Back in October, Andrew Prokop also considered how a hypothetical Sanders presidential campaign might affect 2016:
Essentially, Sanders is calling for the Democratic Party to wage a rhetorical war on the billionaire class, to better mobilize the general public against them, and break their power. He believes the power of the rich is the defining issue of our politics, and wants to elevate it accordingly.
The specifics of how this mobilization happens, and what the public does once it’s mobilized (beyond voting out Republicans), are less clear. Sanders’ generic suggestion tends to be for a march on Washington. “You wanna lower the cost of college? Then you’re gonna have to show up in Washington with a few million of your friends!” he told an audience member in Waterloo. …
But Hillary Clinton is extremely unlikely to take up the banner of class warfare in her presidential campaign.
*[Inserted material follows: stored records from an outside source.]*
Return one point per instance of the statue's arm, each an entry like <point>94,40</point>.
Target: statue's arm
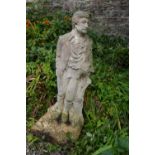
<point>58,57</point>
<point>91,58</point>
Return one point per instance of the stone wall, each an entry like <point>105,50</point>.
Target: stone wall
<point>108,16</point>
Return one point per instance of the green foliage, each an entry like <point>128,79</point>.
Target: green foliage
<point>105,131</point>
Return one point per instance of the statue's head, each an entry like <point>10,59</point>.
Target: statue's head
<point>80,21</point>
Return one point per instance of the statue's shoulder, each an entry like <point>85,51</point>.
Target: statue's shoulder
<point>65,37</point>
<point>90,41</point>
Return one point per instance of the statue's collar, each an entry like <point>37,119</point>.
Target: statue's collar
<point>72,36</point>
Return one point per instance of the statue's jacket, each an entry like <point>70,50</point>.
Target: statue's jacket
<point>74,56</point>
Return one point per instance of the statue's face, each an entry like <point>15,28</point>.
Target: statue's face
<point>82,25</point>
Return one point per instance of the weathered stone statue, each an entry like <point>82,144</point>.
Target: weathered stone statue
<point>73,68</point>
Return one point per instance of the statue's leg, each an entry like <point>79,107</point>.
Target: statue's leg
<point>69,97</point>
<point>58,106</point>
<point>75,115</point>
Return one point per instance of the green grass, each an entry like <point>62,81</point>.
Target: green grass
<point>105,131</point>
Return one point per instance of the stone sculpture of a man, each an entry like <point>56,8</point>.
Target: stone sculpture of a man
<point>73,67</point>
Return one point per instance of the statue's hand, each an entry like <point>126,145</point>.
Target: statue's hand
<point>59,72</point>
<point>83,72</point>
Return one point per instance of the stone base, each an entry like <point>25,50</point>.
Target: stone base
<point>54,130</point>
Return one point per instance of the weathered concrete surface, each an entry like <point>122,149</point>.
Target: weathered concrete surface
<point>108,16</point>
<point>55,131</point>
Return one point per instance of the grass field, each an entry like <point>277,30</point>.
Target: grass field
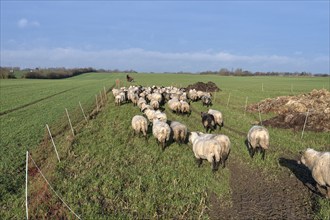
<point>106,172</point>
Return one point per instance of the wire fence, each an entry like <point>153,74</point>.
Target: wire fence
<point>70,122</point>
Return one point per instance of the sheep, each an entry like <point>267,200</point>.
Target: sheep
<point>192,95</point>
<point>319,164</point>
<point>120,98</point>
<point>140,125</point>
<point>150,113</point>
<point>185,108</point>
<point>217,117</point>
<point>258,139</point>
<point>141,101</point>
<point>161,116</point>
<point>205,148</point>
<point>179,132</point>
<point>208,121</point>
<point>224,143</point>
<point>206,100</point>
<point>134,99</point>
<point>161,131</point>
<point>154,104</point>
<point>175,105</point>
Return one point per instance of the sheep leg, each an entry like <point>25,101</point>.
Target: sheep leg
<point>263,153</point>
<point>199,161</point>
<point>252,151</point>
<point>163,145</point>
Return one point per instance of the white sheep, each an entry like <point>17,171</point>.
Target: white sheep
<point>120,98</point>
<point>185,107</point>
<point>175,105</point>
<point>150,113</point>
<point>217,117</point>
<point>319,164</point>
<point>179,131</point>
<point>140,125</point>
<point>141,101</point>
<point>224,143</point>
<point>161,131</point>
<point>154,103</point>
<point>258,139</point>
<point>205,148</point>
<point>161,116</point>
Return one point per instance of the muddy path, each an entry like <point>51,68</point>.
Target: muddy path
<point>257,194</point>
<point>254,196</point>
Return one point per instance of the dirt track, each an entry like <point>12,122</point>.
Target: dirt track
<point>255,197</point>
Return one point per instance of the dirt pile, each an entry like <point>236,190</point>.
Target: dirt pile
<point>292,111</point>
<point>205,87</point>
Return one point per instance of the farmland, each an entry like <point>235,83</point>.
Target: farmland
<point>106,172</point>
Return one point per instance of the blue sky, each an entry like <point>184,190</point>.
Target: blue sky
<point>167,36</point>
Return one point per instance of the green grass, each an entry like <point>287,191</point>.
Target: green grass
<point>106,172</point>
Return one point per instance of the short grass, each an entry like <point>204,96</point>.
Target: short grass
<point>106,172</point>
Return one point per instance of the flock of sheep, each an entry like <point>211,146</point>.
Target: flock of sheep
<point>214,148</point>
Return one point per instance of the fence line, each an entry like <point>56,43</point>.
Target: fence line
<point>50,134</point>
<point>83,112</point>
<point>53,188</point>
<point>26,183</point>
<point>67,114</point>
<point>302,133</point>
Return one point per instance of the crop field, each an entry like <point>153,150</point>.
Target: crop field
<point>106,172</point>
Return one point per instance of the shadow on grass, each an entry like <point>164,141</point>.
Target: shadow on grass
<point>301,172</point>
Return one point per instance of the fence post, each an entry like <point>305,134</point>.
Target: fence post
<point>83,112</point>
<point>50,134</point>
<point>259,114</point>
<point>105,93</point>
<point>67,114</point>
<point>97,104</point>
<point>26,184</point>
<point>228,100</point>
<point>245,105</point>
<point>302,133</point>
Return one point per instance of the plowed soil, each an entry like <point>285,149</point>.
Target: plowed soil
<point>205,87</point>
<point>256,196</point>
<point>293,111</point>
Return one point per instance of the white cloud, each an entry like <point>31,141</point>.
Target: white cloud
<point>24,23</point>
<point>155,61</point>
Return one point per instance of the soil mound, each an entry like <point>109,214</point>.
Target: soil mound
<point>293,110</point>
<point>205,87</point>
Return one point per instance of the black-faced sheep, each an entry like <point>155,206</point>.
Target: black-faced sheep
<point>140,125</point>
<point>319,164</point>
<point>179,131</point>
<point>185,108</point>
<point>205,148</point>
<point>206,100</point>
<point>161,131</point>
<point>174,105</point>
<point>208,121</point>
<point>217,117</point>
<point>224,143</point>
<point>258,140</point>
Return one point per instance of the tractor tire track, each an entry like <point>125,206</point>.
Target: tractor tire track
<point>254,196</point>
<point>34,102</point>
According to a report by Amy Chozick of the New York Times, she is currently exploring, through discussions with donors and friends in business, how her campaign can address inequality “without alienating businesses or castigating the wealthy.” Beyond Clinton’s desire to raise campaign cash, there’s a long-held belief among many Democratic political consultants that messaging critical of the rich simply isn’t effective in US politics. Instead, they argue, much of the American public actually rather admires successful businessmen, and aspires to be like them. And lack of trust in government is a real and consistent force in American politics and public opinion.